- Document Number: N4201
- Date: 2014-08-20
- Programming Language C++, Library Evolution Working Group
- Reply-to: Matthew Fioravante fmatthew5876@gmail.com

The latest draft, reference header, and links to past discussions on Github:

This proposal adds support for a few mnemonics which are useful for low level code which has to manually align blocks of memory. It also adds two new alignment casts, which allow safe alignment up or down conversions between differently typed pointers.

This proposal was originally a small part of [N3864] but has been broken out as it is somewhat unrelated to the core purpose of that paper.

This proposal is intended for a C++ Technical Specification.

This proposal is a pure library extension.
It does not require any changes in the core language and
does not depend on any other library extensions.
The proposal is composed entirely of free functions. The
proposed functions are added to the `<memory>`

header.
No new headers are introduced and the implementations
of these functions on common modern platforms are trivial.

Manually aligning blocks of memory is an operation often required in low level applications such as memory allocators, simd code, device drivers, compression routines, encryption, and binary IO.

The operations `is_aligned()`

, `align_up()`

, and `align_down()`

are commonly re-implemented over and over again as macros in C and/or
inline template functions in C++.

We propose to standardize these 3 simple mnemonics for the following reasons:

- They are fundamental low level building blocks which are universally applicable to a wide variety of domains.
- There are many applications which could take advantage of these functions today.
- By providing standard library implementations, users do not have to google, write, test, and maintain their own when they need them.
- These are so trivial to implement on most platforms that the an example implementation is included in this paper.
- Implementation-defined behaviors allow implementors to provide deeper access into platform specific memory model.

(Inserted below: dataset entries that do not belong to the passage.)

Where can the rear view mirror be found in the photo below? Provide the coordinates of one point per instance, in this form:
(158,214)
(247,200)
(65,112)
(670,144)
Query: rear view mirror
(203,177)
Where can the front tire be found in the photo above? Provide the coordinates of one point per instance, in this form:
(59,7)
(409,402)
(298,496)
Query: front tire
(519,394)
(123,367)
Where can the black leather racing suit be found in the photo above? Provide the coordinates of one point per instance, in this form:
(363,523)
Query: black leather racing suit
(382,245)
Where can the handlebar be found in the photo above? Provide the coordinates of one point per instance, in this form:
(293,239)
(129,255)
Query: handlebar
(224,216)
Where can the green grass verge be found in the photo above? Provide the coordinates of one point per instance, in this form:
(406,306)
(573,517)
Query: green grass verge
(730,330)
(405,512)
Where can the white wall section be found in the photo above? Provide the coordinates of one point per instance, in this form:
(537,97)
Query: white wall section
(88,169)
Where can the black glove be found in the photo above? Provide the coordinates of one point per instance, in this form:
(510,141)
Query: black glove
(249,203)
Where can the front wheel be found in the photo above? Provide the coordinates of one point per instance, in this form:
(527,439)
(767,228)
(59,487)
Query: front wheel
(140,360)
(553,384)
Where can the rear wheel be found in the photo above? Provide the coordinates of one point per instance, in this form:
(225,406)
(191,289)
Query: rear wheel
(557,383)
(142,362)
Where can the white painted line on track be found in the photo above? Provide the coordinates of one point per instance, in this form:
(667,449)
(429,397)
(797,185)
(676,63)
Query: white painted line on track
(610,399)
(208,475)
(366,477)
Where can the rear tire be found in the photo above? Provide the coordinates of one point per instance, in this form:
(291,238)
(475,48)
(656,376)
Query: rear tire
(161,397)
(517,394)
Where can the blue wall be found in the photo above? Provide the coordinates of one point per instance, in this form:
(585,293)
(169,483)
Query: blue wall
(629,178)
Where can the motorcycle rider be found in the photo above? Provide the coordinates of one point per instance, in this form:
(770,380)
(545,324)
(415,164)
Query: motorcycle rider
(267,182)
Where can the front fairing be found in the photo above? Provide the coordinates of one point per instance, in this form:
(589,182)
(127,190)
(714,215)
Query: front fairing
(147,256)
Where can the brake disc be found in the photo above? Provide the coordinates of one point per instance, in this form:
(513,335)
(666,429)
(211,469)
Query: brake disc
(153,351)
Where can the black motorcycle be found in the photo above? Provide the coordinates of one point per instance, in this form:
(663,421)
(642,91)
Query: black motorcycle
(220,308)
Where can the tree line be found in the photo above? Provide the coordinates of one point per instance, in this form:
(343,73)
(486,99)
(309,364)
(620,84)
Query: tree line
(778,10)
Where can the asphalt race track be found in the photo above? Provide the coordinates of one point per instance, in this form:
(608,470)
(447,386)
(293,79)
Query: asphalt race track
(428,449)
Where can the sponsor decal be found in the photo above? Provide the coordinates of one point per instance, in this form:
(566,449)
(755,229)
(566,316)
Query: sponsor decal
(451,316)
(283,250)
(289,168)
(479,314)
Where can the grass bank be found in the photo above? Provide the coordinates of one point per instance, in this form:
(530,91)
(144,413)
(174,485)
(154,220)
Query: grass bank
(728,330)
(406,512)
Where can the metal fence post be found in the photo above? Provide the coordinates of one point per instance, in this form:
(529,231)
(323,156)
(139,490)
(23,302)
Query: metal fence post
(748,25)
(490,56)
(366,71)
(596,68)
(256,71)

We currently have `std::align`

in the standard for doing alignment calculations.
The function `std::align`

has one specific use case, that is to carve out an aligned buffer of a known size within a larger buffer.
In order to use `std::align`

, the user must a priori know the size of the aligned buffer
they require. Unfortunately in some use cases, even calculating the size of this buffer
as an input to `std::align`

itself requires doing alignment calculations.
Consider the following example of using aligned SIMD registers to process a memory buffer.
The alignment calculations here cannot be done with `std::align`

.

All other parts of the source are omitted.